Over-fed rams doing sheep industry massive harm

The culture of paying excessive prices for over-fed rams selected on looks and lasting only a couple of seasons will have to change if the UK sheep industry is to make real genetic progress.

That was the blunt message hammered home by speaker-after-speaker to more than 100 sheep farmers attending a Scottish Agricultural College (SAC) ram feeding workshop at the Moredun Institute, Edinburgh.


“Most rams are sold in over-fat condition as a result of heavy concentrate feeding,” said SAC sheep specialist, John Vipond. “The biggest rams make the highest prices, but they are often unfit for breeding in their first year and future performance is compromised.

“Sellers are simply responding to the price signals from buyers and overfeed to meet the demand for size. But buyers are not happy with the performance and longevity of rams.

“We need to identify ways of breaking this deadlock to the benefit of the industry and sheep performance.”

The average working life of a ram was often no more than two seasons – when three or four seasons should be easily achieved, he said.

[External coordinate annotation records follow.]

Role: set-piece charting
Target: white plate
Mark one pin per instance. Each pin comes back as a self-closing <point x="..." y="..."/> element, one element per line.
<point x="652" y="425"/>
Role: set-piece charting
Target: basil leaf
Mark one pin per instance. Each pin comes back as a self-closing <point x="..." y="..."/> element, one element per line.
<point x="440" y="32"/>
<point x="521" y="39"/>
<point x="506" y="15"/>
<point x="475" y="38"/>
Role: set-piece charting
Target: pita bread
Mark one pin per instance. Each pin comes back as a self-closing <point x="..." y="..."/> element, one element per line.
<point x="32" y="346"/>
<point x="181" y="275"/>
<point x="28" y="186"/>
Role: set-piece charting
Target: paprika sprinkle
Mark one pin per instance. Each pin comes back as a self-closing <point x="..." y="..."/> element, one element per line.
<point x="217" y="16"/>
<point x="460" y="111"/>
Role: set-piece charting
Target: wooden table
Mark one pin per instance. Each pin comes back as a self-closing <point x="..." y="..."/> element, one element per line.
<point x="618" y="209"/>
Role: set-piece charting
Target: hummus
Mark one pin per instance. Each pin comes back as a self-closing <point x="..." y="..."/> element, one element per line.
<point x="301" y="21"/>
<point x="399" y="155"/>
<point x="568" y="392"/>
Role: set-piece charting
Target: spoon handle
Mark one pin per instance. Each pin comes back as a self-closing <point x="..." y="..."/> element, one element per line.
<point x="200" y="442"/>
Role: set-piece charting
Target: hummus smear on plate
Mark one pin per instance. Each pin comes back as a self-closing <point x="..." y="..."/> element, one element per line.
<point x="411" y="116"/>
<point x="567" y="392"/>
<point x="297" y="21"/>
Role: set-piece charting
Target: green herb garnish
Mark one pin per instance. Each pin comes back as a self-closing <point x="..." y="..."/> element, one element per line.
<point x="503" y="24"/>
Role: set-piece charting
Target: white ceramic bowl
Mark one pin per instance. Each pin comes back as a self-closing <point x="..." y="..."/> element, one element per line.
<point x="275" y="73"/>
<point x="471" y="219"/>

And a ratio of one ram to 40 ewes was way below the 1:100 ratio, or even 1:150, which was normal practice in New Zealand.

“Financially, a sire’s mating capacity and longevity is at least as important as his genetics,” said Dr Vipond. “A £550 shearling ram which works for four seasons and serves 100 ewes producing an average one-and-half lambs reduces the ram cost by £3.66 a lamb at current prices compared with a ram lasting for only two seasons and serving only 40 ewes.”

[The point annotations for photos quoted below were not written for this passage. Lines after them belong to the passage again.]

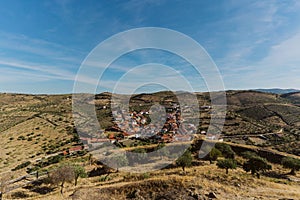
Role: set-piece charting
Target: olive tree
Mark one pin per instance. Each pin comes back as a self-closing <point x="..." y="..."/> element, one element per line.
<point x="61" y="175"/>
<point x="227" y="164"/>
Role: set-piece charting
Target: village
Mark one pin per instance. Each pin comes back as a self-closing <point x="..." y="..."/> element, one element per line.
<point x="136" y="126"/>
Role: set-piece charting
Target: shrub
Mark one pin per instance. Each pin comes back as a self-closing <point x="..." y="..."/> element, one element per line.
<point x="185" y="160"/>
<point x="291" y="163"/>
<point x="21" y="166"/>
<point x="227" y="164"/>
<point x="255" y="165"/>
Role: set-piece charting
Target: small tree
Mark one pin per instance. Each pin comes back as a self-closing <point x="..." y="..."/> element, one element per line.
<point x="79" y="171"/>
<point x="249" y="154"/>
<point x="213" y="155"/>
<point x="63" y="174"/>
<point x="185" y="160"/>
<point x="256" y="164"/>
<point x="226" y="150"/>
<point x="291" y="163"/>
<point x="227" y="164"/>
<point x="116" y="161"/>
<point x="4" y="178"/>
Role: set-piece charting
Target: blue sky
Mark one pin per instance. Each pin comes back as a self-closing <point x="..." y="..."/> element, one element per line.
<point x="255" y="44"/>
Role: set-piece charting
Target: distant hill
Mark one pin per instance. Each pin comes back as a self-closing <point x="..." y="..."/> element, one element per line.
<point x="293" y="97"/>
<point x="277" y="90"/>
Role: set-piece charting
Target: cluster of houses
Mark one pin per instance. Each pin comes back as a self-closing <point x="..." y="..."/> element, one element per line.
<point x="137" y="125"/>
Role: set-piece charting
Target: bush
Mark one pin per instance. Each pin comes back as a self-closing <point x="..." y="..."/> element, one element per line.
<point x="226" y="150"/>
<point x="185" y="160"/>
<point x="21" y="166"/>
<point x="227" y="164"/>
<point x="255" y="165"/>
<point x="291" y="163"/>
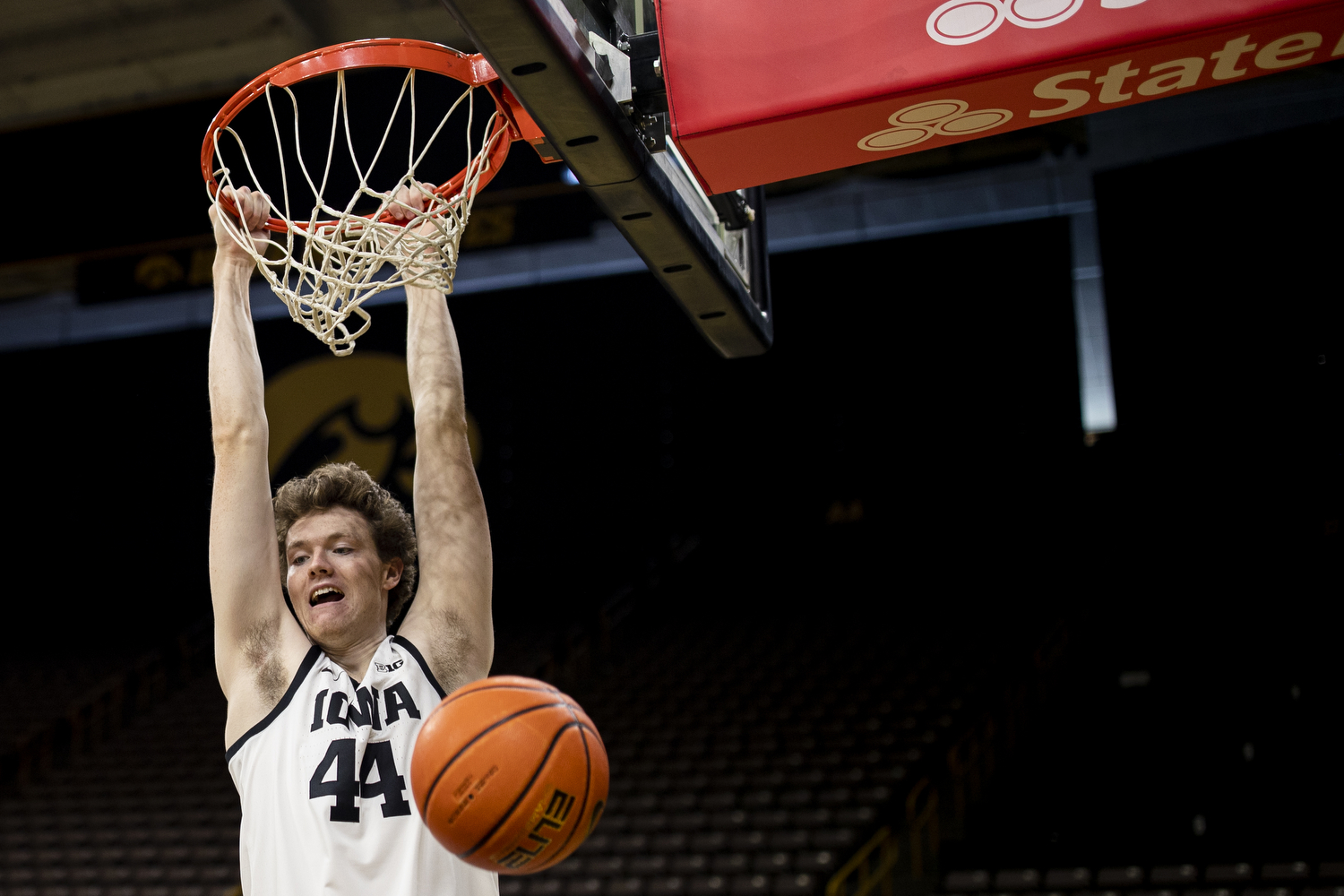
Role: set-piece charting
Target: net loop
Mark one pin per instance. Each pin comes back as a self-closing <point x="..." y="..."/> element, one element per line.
<point x="327" y="265"/>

In addition, a good terminal sire, selected on performance rather than looks, could be worth an extra £2 a lamb, while a good maternal sire could boost the income a ewe by £6-£12 in a ewe’s lifetime.

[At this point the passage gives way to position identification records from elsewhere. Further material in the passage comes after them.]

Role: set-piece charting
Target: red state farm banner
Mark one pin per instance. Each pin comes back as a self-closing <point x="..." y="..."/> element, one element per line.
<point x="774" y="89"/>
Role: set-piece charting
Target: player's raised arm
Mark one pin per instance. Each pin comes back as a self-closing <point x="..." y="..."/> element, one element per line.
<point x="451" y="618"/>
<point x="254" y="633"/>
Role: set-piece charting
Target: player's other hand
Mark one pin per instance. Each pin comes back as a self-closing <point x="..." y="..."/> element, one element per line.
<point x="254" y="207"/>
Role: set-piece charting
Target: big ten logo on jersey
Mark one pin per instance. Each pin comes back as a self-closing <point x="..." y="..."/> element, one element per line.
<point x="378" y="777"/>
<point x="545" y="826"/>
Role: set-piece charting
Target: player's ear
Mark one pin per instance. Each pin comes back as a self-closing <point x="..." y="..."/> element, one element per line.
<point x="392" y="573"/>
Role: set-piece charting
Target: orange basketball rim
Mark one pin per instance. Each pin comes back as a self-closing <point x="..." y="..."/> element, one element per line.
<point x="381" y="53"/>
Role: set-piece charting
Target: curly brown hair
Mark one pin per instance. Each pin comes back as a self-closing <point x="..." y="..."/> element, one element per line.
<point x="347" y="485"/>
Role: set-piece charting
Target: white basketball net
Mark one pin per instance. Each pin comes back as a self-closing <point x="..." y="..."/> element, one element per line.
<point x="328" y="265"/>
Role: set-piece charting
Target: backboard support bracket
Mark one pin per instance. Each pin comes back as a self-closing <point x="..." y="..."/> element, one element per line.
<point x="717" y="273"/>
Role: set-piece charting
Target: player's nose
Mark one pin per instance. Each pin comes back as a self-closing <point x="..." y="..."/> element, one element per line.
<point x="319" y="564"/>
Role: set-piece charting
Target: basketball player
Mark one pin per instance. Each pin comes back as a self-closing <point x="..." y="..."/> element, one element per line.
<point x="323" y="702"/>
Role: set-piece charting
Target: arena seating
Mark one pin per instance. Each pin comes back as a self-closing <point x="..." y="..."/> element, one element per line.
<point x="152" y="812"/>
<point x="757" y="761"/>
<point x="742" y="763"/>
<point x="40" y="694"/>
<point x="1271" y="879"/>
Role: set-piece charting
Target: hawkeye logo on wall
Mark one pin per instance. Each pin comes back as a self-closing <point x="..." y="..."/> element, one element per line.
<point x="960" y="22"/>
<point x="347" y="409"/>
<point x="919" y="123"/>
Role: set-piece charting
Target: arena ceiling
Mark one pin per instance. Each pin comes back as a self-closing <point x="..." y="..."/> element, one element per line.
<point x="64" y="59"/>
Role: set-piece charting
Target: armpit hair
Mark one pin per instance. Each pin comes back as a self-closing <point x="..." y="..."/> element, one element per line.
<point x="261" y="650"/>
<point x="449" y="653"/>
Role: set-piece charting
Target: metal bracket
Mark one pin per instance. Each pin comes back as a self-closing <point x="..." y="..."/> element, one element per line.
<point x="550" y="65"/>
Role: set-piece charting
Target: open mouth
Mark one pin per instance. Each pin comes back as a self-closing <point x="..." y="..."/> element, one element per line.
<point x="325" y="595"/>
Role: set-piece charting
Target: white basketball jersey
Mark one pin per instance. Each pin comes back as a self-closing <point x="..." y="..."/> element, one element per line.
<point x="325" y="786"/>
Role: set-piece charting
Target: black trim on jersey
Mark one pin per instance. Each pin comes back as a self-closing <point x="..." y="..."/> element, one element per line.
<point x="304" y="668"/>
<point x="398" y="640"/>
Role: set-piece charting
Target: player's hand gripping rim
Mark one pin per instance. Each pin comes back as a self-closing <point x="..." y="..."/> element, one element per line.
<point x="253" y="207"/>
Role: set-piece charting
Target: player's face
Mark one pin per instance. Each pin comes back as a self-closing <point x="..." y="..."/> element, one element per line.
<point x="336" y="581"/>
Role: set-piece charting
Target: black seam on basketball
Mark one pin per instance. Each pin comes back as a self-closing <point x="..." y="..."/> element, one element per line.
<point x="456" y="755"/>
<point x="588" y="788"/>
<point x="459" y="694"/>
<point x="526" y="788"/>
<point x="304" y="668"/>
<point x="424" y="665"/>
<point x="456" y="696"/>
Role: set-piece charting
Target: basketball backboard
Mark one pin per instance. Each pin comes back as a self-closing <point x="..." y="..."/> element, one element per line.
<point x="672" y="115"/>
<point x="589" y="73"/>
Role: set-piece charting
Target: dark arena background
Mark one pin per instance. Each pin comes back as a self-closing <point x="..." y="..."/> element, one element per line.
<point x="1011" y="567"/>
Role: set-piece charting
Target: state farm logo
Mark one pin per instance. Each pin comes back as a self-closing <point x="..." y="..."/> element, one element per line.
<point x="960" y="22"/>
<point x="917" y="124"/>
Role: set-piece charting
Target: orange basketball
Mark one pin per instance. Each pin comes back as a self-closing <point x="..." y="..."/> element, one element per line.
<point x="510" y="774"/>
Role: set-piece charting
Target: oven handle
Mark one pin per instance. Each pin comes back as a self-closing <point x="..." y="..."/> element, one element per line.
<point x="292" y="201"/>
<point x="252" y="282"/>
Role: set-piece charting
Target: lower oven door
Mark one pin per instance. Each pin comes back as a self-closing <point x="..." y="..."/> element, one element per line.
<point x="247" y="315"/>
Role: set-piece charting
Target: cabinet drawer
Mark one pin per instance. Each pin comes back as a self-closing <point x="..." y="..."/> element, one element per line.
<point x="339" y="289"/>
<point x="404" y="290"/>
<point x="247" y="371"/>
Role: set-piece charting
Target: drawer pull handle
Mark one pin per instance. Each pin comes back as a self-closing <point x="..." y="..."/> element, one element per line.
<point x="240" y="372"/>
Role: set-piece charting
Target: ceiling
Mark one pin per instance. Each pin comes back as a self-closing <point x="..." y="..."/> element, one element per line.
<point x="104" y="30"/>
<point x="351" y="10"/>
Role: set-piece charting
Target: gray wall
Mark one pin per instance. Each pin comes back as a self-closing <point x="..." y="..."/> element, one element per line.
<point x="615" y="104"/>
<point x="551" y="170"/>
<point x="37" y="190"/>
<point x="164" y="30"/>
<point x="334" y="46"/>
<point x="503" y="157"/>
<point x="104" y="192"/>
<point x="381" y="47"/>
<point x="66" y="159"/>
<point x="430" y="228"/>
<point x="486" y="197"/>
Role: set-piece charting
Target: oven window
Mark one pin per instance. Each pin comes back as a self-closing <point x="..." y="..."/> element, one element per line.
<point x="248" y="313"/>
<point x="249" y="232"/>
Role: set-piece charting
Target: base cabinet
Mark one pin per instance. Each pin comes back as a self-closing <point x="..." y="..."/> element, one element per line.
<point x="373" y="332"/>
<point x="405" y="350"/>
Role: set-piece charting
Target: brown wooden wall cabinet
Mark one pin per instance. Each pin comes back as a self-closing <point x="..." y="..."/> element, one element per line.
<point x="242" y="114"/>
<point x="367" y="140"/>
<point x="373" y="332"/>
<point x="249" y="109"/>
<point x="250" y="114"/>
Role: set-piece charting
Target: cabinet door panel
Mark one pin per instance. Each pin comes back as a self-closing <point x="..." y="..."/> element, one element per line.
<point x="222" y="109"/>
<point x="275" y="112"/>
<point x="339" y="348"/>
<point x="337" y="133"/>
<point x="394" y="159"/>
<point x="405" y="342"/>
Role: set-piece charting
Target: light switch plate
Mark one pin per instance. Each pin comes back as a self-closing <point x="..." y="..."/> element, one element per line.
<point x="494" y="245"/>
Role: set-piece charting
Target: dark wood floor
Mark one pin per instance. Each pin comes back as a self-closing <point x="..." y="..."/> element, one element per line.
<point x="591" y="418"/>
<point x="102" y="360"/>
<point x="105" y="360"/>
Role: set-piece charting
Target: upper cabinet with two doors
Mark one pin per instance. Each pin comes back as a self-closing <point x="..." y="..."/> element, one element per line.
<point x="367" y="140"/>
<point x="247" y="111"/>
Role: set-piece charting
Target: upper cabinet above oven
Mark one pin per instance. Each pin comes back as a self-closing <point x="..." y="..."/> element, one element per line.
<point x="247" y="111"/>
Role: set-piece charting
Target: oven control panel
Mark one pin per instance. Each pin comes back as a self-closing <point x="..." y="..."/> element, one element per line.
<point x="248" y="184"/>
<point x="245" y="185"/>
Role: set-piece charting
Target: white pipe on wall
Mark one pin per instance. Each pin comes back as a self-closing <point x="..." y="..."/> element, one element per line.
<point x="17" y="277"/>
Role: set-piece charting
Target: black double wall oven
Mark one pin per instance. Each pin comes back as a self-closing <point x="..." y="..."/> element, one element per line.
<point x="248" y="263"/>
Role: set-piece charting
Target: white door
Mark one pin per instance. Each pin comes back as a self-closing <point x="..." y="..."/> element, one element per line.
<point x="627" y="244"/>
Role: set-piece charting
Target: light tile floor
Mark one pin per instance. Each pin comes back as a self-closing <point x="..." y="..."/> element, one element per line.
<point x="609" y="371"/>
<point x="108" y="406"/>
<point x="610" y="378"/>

Dr Vipond said it was ironic that traditional breeders selecting on breed characteristics with no commercial value, such as size of head, strength of bone and colour, were being better rewarded than those selecting for performance traits and lamb vigour at birth.

As a result, they were in a better position to make use of expensive science-based technologies, such as embryo transfer and artificial insemination, but little genetic progress was being achieved because rams were being selected on the basis of concentrate feeding rather than grass.

Rams were not lasting because overfeeding concentrates resulted in a variety of detrimental physiological effects which affected rumen function, increased body and liver fat, impaired skeletal development and reduced sperm quality, SAC’s John Robinson, told the seminar.

“Grass, supplemented with minerals, is by far the best feed for producing rams which are fertile, active, long-lasting and capable of serving 100 ewes in a season,” said Prof Robinson.

New Zealand sheep breeder, Murray Rohloff, said UK producers would have to become more efficient to survive in the face of likely cuts in EU support.

“You need to follow the New Zealand experience and concentrate on rigorous culling and improving genetic selection rather than constant moaning about things beyond the farm gate that you can’t change,” he said.

“Unless commercial farmers demand easier-care traits, and genes for continuing productivity, nothing will change to prevent the UK sheep industry from decline,” he warned.